Las, il y a toujours ce traditionnel abus de pauses publicitaires, dénominateur commun de tout sport professionnel aux Etats-Unis. Certaines sont ponctuées de séquences émotions à la gloire des soldats américains blessés au combat et revenus en héros. Deux éclopés se sont même vu offrir en direct une maison sur le plateau télé situé entre le 1er et le 2e anneau du stade avec en prime le gros plan sur leurs femmes fondant en larmes sur l’écran géant avec, bien entendu, le logo des Texans et des commanditaires dans le coin inférieur droit. D’un seul trait, les 71’769 spectateurs se sont levés d’un seul homme pour applaudir ces héros de la Patrie, moi y compris. Je ne suis pas venu ici pour avoir des emmerdes. Donc que Dieu les bénissent, tout ça…
C’est vrai, on ne peut pas faire n’importe quoi ici. Il est fortement conseillé de suivre scrupuleusement les règles rabâchées sans cesse par J.J. Watt – le charismatique défenseur numéro 99 des Texans – qui interdisent d’avoir «un comportement illégal et perturbateur, de consommer de l’alcool de manière excessive, d’interférer avec le jeu, d’harceler les fans adverses, de s’asseoir sur le siège de quelqu’un d’autre, de tenir un langage inapproprié et de ne pas suivre toutes ces recommandations (sic!)» sous peine de se faire jeter hors du stade. Autant dire qu’en Suisse (et ailleurs en Europe), tous les matchs se joueraient à huis clos.
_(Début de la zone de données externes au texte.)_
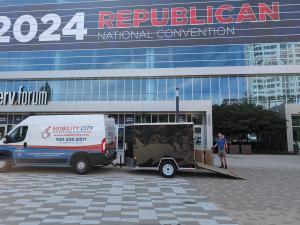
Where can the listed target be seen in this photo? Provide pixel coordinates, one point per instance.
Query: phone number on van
(70, 139)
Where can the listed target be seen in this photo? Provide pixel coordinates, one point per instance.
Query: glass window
(153, 89)
(18, 135)
(115, 116)
(296, 135)
(182, 118)
(162, 89)
(296, 121)
(40, 85)
(197, 88)
(234, 92)
(172, 118)
(171, 89)
(147, 118)
(154, 118)
(32, 85)
(63, 90)
(120, 90)
(224, 90)
(121, 118)
(206, 88)
(180, 85)
(197, 119)
(95, 90)
(128, 90)
(103, 90)
(79, 84)
(188, 88)
(243, 95)
(144, 89)
(72, 90)
(188, 118)
(138, 118)
(111, 87)
(215, 90)
(87, 90)
(129, 119)
(2, 85)
(136, 90)
(54, 84)
(163, 118)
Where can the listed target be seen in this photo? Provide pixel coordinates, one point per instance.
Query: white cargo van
(79, 141)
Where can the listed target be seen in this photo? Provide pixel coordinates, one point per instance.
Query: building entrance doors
(2, 131)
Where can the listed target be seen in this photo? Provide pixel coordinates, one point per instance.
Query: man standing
(221, 143)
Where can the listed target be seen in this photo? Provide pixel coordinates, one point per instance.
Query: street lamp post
(177, 105)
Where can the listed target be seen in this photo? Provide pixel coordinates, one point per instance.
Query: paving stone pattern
(30, 199)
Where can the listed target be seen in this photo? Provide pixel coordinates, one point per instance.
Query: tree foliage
(239, 120)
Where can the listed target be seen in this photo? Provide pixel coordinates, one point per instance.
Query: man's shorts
(222, 152)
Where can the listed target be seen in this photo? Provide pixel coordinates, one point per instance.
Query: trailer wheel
(168, 169)
(81, 165)
(5, 164)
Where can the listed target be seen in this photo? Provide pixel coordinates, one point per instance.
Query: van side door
(16, 141)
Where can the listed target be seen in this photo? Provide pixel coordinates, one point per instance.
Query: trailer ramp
(221, 171)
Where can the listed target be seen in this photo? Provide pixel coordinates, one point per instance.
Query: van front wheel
(168, 169)
(81, 166)
(5, 164)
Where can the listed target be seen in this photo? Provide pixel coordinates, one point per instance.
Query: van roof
(63, 119)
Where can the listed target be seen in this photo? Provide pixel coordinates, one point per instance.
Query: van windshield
(18, 135)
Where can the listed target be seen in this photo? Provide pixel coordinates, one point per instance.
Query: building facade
(126, 58)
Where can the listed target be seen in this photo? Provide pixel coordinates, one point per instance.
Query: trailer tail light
(103, 146)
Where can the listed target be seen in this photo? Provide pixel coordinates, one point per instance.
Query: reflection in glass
(103, 90)
(162, 89)
(79, 90)
(163, 118)
(197, 89)
(128, 90)
(153, 89)
(111, 87)
(95, 90)
(215, 90)
(171, 89)
(206, 88)
(188, 88)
Notons aussi la forte proportion de fans des Patriots. En tant que l’une des équipes les plus titrées de la ligue et possédant en Tom Brady, le visage de la concession, l’un des meilleurs quart-arrière de la NFL depuis plusieurs années, les Pats drainent un très grand nombre de partisans bien au-delà des frontières de la Nouvelle-Angleterre. Les succès et la régularité des Patriots contribuent évidemment à générer cet intérêt chez une grande partie des footix suivant de près ou de loin le football américain.
La mi-temps est sifflée – pardon, annoncée sur le score de 17 à 7 en faveur des Texans sans complexe et marque l’annonce du show très attendu d’un certain Young MC, sorte de croisement entre LL Cool J et CeeLo Green. Histoire de faire de plein de sucre et de gras trans, j’ai l’obligation de courir vers l’un des 839 magasins de fast-food situé sous les gradins et donc de manquer ce spectacle très important. Question de survie aussi. L’attente est interminable, les serveuses, volontaires mais empotées, sont complètement à la ramasse. Derrière-moi, un groupe donne un concert en reprenant tous les principaux tubes disco-funk des années 70 et 80. Pas mal, mais Young MC a lui obtenu le droit d’être filmé en direct et d’avoir une grappe de cheerleaders customisées à ses pieds au centre du terrain. Chanceux.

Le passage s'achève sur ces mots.